De vaste commissie voor Financiën heeft op 13 september 2023 enkele vragen en opmerkingen
aan de Staatssecretaris van Financiën voorgelegd over zijn op 23 juni 2023 toegezonden
brief inzake Contouren vastgoedaandelen- transacties (Kamerstuk 32 140, nr. 157).

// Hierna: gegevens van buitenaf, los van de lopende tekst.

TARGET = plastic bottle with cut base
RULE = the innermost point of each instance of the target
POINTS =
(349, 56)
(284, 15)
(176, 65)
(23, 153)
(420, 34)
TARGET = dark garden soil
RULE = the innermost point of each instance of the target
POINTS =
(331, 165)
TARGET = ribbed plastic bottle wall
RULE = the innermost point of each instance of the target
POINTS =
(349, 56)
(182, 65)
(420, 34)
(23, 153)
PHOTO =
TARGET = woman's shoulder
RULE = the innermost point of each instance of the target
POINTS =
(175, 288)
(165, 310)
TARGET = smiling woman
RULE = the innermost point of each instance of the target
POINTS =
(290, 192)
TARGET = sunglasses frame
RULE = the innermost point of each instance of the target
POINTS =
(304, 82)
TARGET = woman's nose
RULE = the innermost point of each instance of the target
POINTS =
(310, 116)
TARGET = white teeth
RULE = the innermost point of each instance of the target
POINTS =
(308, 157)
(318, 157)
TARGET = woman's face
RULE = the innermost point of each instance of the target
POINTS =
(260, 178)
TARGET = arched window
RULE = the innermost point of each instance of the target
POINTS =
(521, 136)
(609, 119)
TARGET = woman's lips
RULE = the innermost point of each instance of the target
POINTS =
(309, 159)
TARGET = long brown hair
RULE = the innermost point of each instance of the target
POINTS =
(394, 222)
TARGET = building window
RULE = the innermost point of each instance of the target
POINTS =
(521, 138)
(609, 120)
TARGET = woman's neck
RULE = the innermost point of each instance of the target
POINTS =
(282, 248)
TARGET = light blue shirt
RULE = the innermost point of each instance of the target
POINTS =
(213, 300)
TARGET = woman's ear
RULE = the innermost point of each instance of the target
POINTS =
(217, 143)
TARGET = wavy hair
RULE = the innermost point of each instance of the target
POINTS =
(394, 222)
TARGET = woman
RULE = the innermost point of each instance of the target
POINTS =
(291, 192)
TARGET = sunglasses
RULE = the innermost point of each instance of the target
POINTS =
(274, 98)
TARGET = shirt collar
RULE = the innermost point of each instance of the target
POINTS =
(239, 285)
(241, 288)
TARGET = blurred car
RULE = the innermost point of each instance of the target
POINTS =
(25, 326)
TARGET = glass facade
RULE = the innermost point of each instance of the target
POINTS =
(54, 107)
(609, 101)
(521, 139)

De voorzitter van de commissie,
Tielen
De adjunct-griffier van de commissie,
Kruithof
I Vragen en opmerkingen vanuit de fracties
Vragen en opmerkingen van de leden van de VVD-fractie
De leden van de VVD-fractie delen de noodzaak voor een gelijk fiscaal speelveld ten
aanzien van vastgoedtransacties en het tegengaan van belastingconstructies. Het stemt
tevreden dat deze doelstellingen eveneens door de vastgoedsector zelf onderschreven
worden. Ten aanzien van de inhoudelijke wijzigingen zullen voorgenoemde leden bij
de behandeling van het wetsvoorstel zelf nadere opmerkingen plaatsen.
Ten aanzien van het proces van consultatie en de opstelling van de sector richting
het wetsvoorstel hebben de leden van de VVD-fractie nog wel enkele vragen. Deze leden
hechten er waarde aan dat de sector betrokken is geweest bij de totstandkoming van
het wetsvoorstel. Zij vragen of er over de wijzigingen in de voorgestelde wet (ten
behoeve van de overmatige heffing en het overgangsrecht) nog overleg is gevoerd met
de sector. Hoe is door hen op de voorgestelde wijzigingen gereageerd?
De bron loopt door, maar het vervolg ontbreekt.